La dernière thématique,“No boundaries – Business, Collaboration and Spectacle”, s’ouvre sur une pièce très pop et exubérante. Le Wall Relief With Birds de Jeff Koons répond aux sérigraphies Flowers de Warhol, sur un mur de papier peint signé Murakami, marquant l’influence des motifs décoratifs de l’artiste sur ses contemporains. Plus loin, des petits écrans de télé rappellent le fameux quart d’heure de gloire, présentant des vidéos clips de Warhol, marquant son attrait pour les collaborations, ainsi que des magazines et des travaux pour le monde de la musique.

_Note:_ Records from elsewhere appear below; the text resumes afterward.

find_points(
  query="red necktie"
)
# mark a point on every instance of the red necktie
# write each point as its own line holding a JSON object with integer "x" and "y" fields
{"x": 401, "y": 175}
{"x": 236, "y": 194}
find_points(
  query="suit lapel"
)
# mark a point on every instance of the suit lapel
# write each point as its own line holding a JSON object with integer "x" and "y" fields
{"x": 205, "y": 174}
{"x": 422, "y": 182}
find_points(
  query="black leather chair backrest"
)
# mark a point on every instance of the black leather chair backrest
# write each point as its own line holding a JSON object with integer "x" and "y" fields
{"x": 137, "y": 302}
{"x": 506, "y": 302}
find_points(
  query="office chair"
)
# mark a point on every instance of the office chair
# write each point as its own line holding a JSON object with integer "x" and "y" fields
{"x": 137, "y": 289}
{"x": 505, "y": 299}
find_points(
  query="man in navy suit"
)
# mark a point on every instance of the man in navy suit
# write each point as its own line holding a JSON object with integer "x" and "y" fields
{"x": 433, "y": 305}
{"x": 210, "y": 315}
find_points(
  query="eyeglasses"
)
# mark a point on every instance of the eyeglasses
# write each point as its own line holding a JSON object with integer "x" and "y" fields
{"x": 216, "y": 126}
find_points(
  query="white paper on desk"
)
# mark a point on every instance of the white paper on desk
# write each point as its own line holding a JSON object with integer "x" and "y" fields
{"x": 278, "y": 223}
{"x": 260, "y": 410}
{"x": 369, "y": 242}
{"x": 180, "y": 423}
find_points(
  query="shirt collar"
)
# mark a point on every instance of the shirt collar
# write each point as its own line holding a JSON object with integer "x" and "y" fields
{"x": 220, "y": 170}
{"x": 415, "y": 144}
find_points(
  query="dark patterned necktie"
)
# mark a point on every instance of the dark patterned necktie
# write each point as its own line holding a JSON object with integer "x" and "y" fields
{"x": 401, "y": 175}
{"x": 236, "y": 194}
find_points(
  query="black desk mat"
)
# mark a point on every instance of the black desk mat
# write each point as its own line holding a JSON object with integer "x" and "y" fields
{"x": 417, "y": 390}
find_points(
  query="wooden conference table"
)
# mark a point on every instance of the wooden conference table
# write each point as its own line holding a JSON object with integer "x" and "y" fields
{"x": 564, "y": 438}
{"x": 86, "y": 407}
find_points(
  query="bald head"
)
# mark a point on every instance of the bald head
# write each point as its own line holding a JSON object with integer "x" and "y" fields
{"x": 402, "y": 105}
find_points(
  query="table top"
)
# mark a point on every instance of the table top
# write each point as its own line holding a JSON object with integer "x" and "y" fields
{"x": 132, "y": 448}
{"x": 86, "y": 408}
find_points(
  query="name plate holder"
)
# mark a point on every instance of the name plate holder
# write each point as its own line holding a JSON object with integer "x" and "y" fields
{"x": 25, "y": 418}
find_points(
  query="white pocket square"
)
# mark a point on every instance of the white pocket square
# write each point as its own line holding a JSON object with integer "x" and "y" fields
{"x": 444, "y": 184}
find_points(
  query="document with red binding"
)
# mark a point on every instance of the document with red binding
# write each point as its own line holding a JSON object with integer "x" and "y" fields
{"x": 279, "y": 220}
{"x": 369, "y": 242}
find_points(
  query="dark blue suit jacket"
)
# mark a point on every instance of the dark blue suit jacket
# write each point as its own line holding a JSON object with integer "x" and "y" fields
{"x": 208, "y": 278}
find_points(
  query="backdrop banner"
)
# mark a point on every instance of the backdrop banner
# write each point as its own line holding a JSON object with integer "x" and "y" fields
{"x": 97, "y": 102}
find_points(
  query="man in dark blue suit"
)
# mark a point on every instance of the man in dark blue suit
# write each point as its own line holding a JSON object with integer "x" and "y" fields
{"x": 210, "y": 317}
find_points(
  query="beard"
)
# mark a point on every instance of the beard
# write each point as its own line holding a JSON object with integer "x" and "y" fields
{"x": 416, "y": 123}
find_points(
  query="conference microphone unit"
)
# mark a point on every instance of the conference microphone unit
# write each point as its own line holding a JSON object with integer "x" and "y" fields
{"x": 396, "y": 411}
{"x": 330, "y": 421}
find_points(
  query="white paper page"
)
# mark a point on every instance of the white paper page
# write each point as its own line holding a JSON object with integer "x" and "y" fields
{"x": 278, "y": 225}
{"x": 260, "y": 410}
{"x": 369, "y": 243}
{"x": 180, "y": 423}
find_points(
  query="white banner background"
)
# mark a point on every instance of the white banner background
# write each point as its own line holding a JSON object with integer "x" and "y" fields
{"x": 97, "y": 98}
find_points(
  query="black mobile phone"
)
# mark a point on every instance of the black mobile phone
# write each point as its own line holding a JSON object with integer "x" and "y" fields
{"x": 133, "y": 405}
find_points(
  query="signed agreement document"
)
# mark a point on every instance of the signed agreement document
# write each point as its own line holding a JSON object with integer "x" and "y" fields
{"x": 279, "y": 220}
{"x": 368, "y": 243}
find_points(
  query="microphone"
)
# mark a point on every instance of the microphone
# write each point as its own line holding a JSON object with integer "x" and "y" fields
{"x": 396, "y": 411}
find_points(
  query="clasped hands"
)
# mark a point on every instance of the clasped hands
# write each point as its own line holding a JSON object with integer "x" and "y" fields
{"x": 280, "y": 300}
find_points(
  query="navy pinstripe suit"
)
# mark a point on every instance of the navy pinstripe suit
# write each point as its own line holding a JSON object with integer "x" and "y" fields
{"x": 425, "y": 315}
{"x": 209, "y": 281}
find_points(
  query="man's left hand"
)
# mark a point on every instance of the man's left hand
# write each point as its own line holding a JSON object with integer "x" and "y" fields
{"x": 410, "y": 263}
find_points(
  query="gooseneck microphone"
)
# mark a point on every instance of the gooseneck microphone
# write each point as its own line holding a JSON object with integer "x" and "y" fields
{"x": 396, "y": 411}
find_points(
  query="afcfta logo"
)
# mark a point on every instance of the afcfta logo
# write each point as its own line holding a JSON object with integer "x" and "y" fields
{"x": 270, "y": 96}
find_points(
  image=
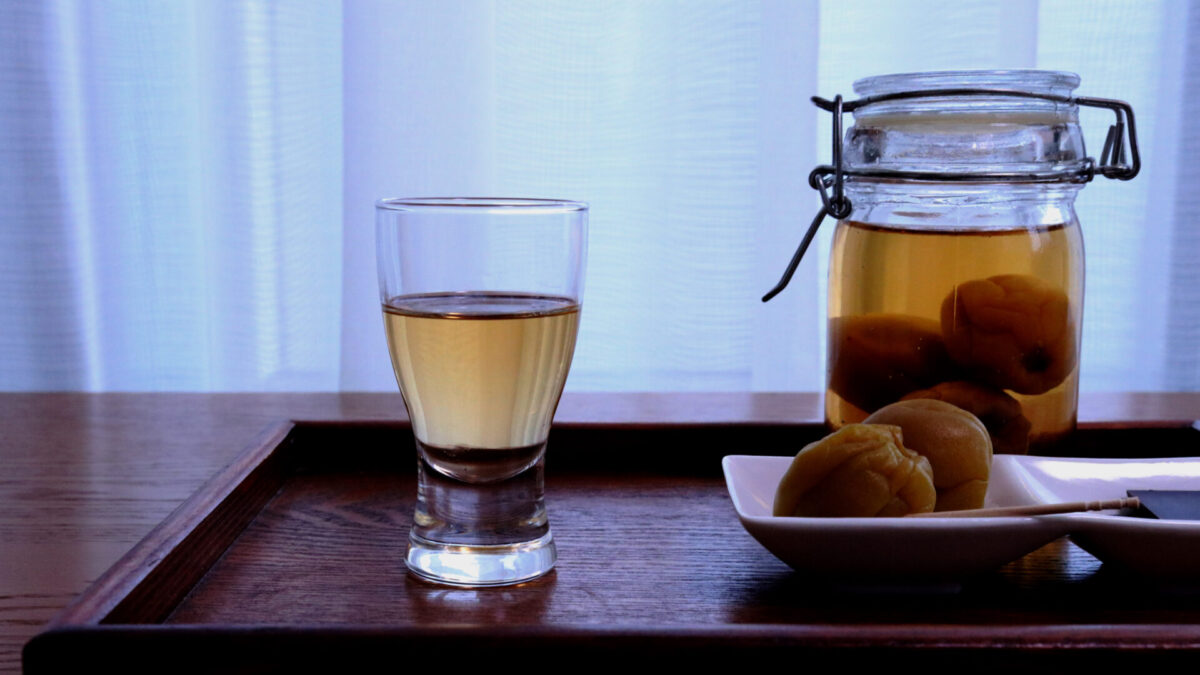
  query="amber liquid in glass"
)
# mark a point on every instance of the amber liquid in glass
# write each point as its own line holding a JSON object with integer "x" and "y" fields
{"x": 987, "y": 320}
{"x": 481, "y": 376}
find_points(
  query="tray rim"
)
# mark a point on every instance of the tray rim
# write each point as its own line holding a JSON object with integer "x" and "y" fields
{"x": 90, "y": 611}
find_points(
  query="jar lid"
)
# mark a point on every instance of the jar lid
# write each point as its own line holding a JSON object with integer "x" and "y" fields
{"x": 949, "y": 126}
{"x": 1026, "y": 123}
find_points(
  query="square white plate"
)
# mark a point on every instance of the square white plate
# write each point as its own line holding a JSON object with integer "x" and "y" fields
{"x": 880, "y": 548}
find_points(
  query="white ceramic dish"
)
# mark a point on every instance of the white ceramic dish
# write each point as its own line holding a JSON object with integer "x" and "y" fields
{"x": 879, "y": 548}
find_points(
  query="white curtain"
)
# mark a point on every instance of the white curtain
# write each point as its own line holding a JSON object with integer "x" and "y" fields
{"x": 186, "y": 187}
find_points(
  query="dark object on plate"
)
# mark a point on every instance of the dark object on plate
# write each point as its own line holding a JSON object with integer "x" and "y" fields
{"x": 1168, "y": 505}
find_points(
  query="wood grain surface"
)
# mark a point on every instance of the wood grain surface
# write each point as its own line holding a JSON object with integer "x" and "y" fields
{"x": 87, "y": 476}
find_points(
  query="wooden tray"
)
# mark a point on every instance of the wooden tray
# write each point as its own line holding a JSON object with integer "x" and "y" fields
{"x": 293, "y": 557}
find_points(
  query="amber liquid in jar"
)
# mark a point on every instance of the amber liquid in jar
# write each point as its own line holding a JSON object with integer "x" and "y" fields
{"x": 988, "y": 320}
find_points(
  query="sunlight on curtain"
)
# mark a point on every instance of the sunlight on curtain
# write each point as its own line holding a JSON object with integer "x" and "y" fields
{"x": 172, "y": 196}
{"x": 187, "y": 187}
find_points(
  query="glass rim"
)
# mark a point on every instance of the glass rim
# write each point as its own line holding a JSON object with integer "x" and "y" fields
{"x": 523, "y": 204}
{"x": 1027, "y": 79}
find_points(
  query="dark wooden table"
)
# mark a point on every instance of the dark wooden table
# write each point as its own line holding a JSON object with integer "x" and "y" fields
{"x": 83, "y": 477}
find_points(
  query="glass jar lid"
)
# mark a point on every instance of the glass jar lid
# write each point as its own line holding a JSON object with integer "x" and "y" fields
{"x": 976, "y": 126}
{"x": 1026, "y": 123}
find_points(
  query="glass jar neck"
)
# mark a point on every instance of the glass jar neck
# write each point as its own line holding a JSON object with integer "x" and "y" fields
{"x": 961, "y": 205}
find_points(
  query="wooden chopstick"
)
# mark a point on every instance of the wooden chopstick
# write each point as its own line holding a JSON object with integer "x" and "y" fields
{"x": 1033, "y": 509}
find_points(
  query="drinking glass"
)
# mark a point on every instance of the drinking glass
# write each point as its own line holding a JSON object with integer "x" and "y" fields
{"x": 481, "y": 306}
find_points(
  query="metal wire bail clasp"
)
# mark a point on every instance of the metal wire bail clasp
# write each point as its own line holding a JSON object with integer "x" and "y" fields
{"x": 1113, "y": 162}
{"x": 821, "y": 179}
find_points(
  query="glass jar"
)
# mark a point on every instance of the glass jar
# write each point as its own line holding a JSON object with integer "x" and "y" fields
{"x": 958, "y": 273}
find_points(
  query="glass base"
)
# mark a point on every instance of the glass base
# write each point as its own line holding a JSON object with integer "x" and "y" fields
{"x": 480, "y": 566}
{"x": 480, "y": 533}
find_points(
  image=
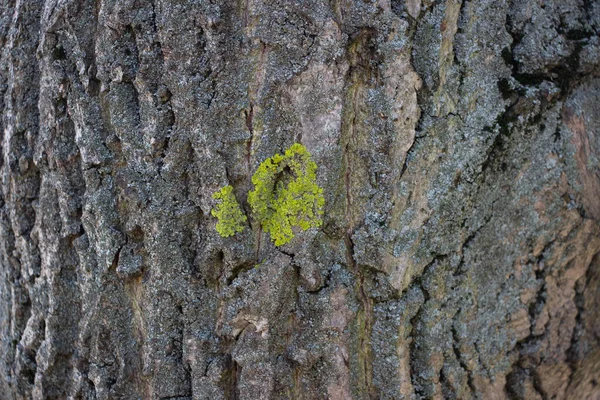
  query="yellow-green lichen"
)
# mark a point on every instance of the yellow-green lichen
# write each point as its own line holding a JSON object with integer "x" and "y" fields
{"x": 286, "y": 194}
{"x": 230, "y": 217}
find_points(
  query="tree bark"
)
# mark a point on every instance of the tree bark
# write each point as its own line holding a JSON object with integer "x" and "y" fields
{"x": 458, "y": 147}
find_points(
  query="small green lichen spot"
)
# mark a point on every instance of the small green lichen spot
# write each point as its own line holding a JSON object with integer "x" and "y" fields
{"x": 230, "y": 217}
{"x": 286, "y": 194}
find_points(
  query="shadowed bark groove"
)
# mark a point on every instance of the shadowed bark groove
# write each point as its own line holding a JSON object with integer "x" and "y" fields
{"x": 458, "y": 147}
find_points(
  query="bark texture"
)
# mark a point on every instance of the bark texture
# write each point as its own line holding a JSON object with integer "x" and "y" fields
{"x": 458, "y": 145}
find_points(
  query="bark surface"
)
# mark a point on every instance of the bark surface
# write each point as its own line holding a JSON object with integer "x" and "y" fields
{"x": 458, "y": 146}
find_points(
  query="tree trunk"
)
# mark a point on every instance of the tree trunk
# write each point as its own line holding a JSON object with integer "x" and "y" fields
{"x": 457, "y": 145}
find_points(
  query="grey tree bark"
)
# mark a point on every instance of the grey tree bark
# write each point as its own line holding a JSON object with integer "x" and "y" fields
{"x": 458, "y": 147}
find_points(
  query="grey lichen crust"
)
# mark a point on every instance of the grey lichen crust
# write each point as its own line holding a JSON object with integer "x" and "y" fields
{"x": 458, "y": 149}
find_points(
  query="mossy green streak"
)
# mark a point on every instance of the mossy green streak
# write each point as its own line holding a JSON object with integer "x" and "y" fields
{"x": 279, "y": 207}
{"x": 285, "y": 195}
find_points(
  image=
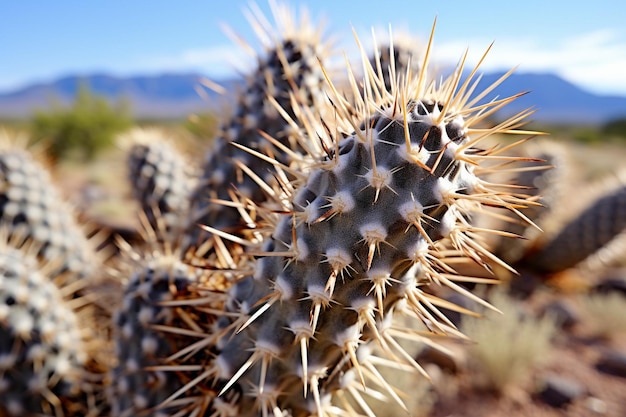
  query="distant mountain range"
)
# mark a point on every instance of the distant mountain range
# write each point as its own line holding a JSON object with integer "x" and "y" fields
{"x": 174, "y": 96}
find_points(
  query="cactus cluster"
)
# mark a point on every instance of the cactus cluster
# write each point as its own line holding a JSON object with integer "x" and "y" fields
{"x": 364, "y": 238}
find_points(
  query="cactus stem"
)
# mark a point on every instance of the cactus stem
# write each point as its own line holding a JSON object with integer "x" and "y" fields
{"x": 228, "y": 236}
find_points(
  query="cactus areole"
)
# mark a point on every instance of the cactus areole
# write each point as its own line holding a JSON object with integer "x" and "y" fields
{"x": 366, "y": 231}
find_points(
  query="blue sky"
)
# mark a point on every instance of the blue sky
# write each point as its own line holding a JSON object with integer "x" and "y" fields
{"x": 585, "y": 42}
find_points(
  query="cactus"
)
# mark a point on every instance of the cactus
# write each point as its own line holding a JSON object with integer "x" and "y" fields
{"x": 369, "y": 228}
{"x": 593, "y": 229}
{"x": 161, "y": 180}
{"x": 287, "y": 73}
{"x": 29, "y": 198}
{"x": 152, "y": 326}
{"x": 42, "y": 345}
{"x": 547, "y": 186}
{"x": 391, "y": 60}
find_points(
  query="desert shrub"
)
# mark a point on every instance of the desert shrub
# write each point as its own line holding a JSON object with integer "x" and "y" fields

Silvers Pillows Andy Warhol

Cow Wallpaper et Silver Pillows d’Andy Warhol

L’exposition se termine par une pièce remplie de ballons argentés flottants gonflés à l’hélium, où le spectateur peut jouer avec l’œuvre. Cette pièce est en fait une reproduction d’une exposition à la galerie Leo Castelli en 1966 où Warhol avait présenté ses Silver Pillows.

“Regarding Warhol” présente de nombreuses thématiques afin de couvrir les différentes influences de Warhol sur l’art depuis ces cinquante dernières années, au travers de nombreuses œuvres et artistes. Cela permet de se rendre compte du visionnaire qu’était Andy Warhol et ce qu’il a apporté comme questionnements à l’art contemporain. Mais cependant, vers la fin de l’exposition, on se perd dans ces thématiques qui semblent davantage être là pour justifier cet étalage d’œuvres majeures de l’art contemporain. Peut-être aurait-il été préférable d’être plus sélectif afin de servir les réelles problématiques de Warhol plutôt que d’être bien souvent dans la surenchère. Néanmoins, l’exposition restera mémorable puisqu’elle aura permis de regrouper une quantité impressionnante d’œuvres d’art qu’il est très rare de pouvoir contempler.

“Regarding Warhol, fifty years, sixty artists” au Metropolitan Museum of Art, New-York, jusqu’au 31 décembre.